Amendment 1 — display rounding of coerced doubles (2026-06-12)

Issue #32. The Decision keeps decimal exact by storing it as TEXT, noting that "numeric ops require casts" — the engine has no native decimal/BCD type (SQLite's storage classes are only NULL / INTEGER / REAL / TEXT / BLOB; NUMERIC is an affinity, not a type). What the original wording did not anticipate is that the engine performs that cast implicitly: sum(price * qty) over TEXT decimals coerces to an IEEE-754 double with no explicit cast, and the computed result carries no playground type (ADR-0030 §6), so it rendered with the double's full noise — 298.59999999999997 for 298.60. For a teaching tool that is a confusing, off-topic lesson about float representation.

Decision

Round floating-point values to 15 significant figures for display only. A double carries ~1517 significant decimal digits and the noise lives in the last one or two; rounding to 15 then taking the shortest round-tripping form of the rounded value collapses 298.59999999999997298.6 and 0.300000000000000040.3. A clean value rounds to itself, so the result is never longer than before; non-finite values pass through. Implemented as format_real_display in db.rs.

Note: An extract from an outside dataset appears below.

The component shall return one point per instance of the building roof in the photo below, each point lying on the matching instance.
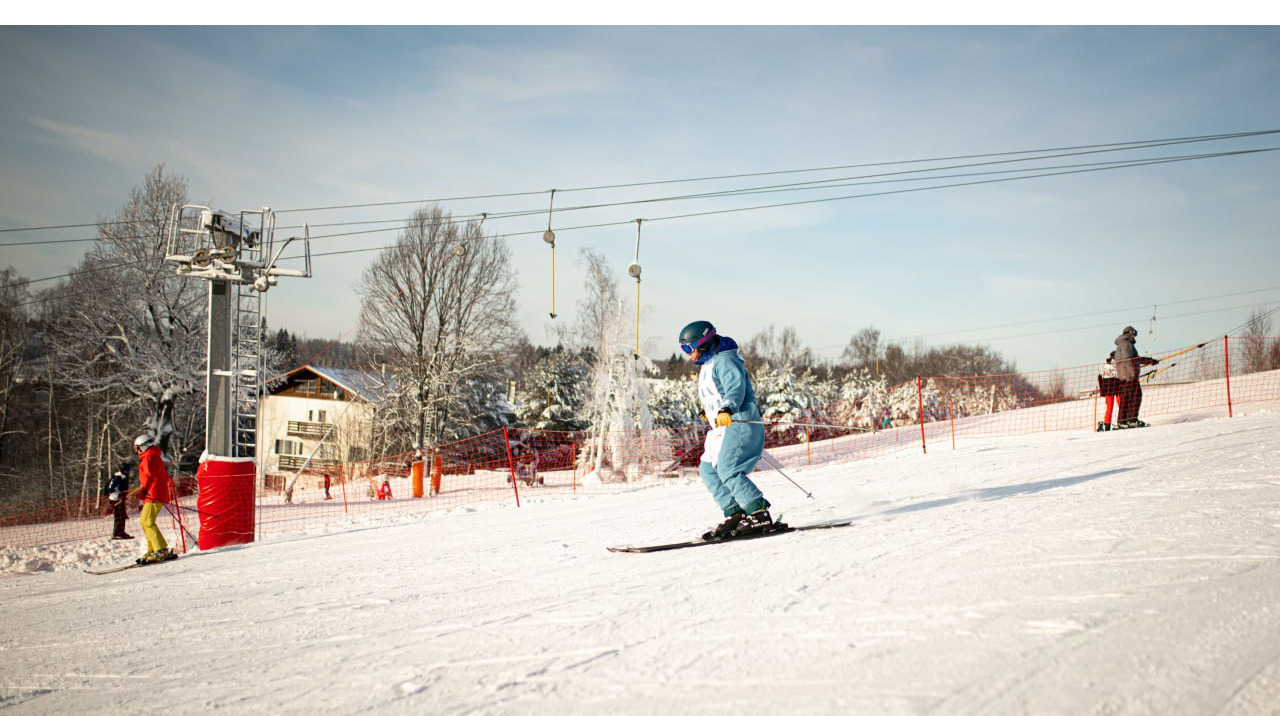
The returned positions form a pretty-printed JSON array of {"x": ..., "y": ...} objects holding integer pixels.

The rounding is wired into exactly one place — format_cell, the result-set / show data cell formatter — because that is the only surface where the IEEE-754 noise actually appears: noise arises from arithmetic/aggregation, whose results flow through format_cell. Every other f64-to-string path deliberately keeps full precision, and the distinction is semantic, not cosmetic:

  • Persistence stays exact. The CSV encoder (persistence::csv_io::format_real) keeps the shortest round-tripping form so a stored real survives save/load byte-for-byte — rounding there would corrupt data.
  • Uniqueness dry-runs key on exact values. render_value (the diagnostic/echo formatter) is reused as a canonical identity key by dry_run_unique (ADR-0029 §5) and check_uniqueness_collisions (ADR-0017 §4.3): they group rows by this string to predict the duplicates the engine would reject. Rounding there would merge two distinct doubles into one key and report a collision the engine — which compares exact values — would not. So render_value keeps format!("{r}"). (It also never displays a computed value, so it has no noise to trim.)
  • FK-key matching and EXPLAIN-SQL literals keep full precision — neither is a data-cell display.

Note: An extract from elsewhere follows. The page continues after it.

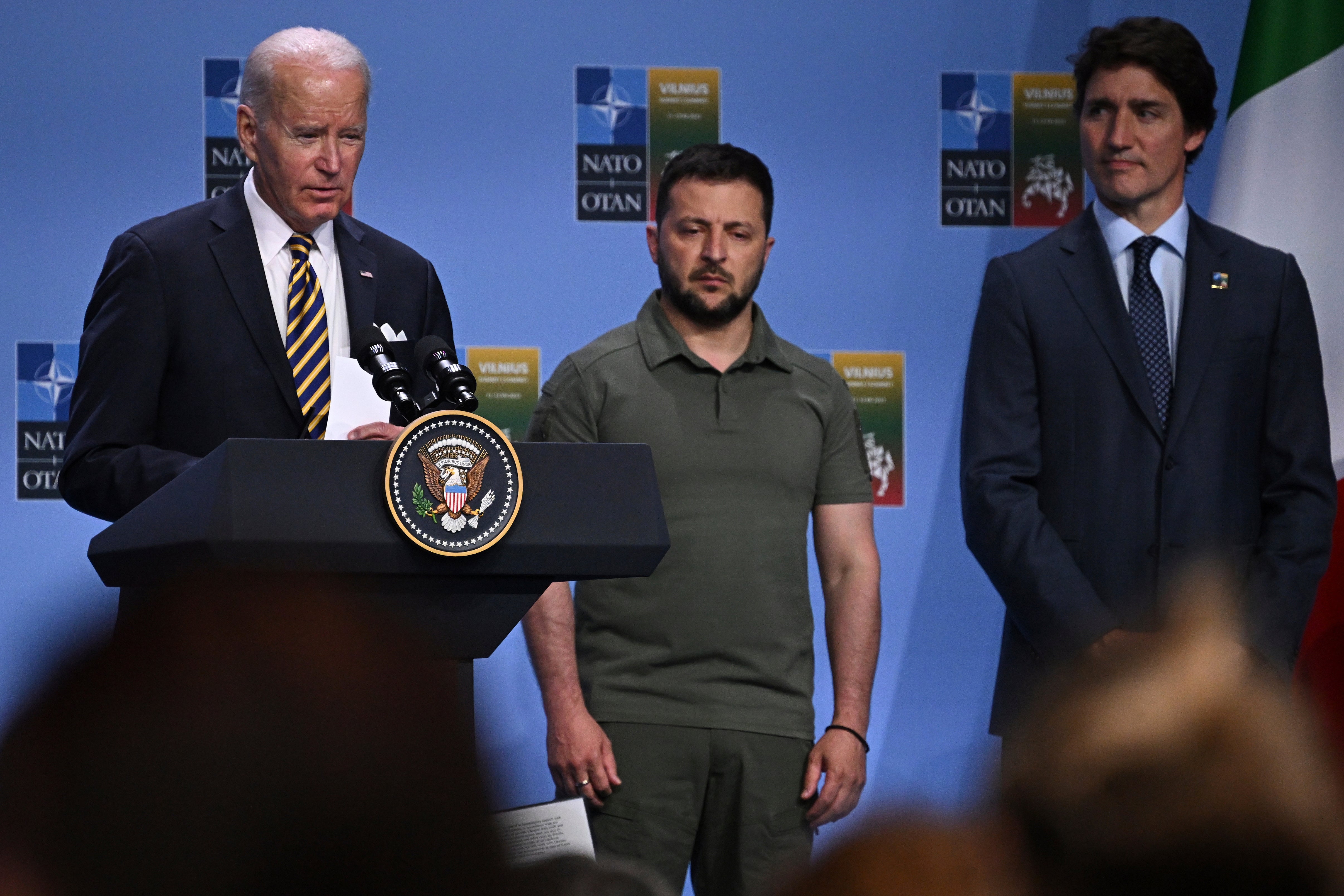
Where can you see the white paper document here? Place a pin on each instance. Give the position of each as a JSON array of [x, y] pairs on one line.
[[354, 400], [545, 831]]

Within format_cell the rounding applies to all REAL cells (stored real columns and computed results alike), for one consistent rule; the lost digits are at the double's precision limit, not real information, and a stored real typed by the user is itself noise-free so its display is unchanged in practice. Raw decimal columns are unaffected — they are TEXT and render verbatim, trailing zeros and all (100.10). Exact decimal arithmetic (a SQLite extension exposing decimal_mul/decimal_sum) was considered and rejected: it would require rewriting the user's standard-SQL operators into function calls, defeating both the "validated SQL runs verbatim" model and the goal of teaching ordinary SQL.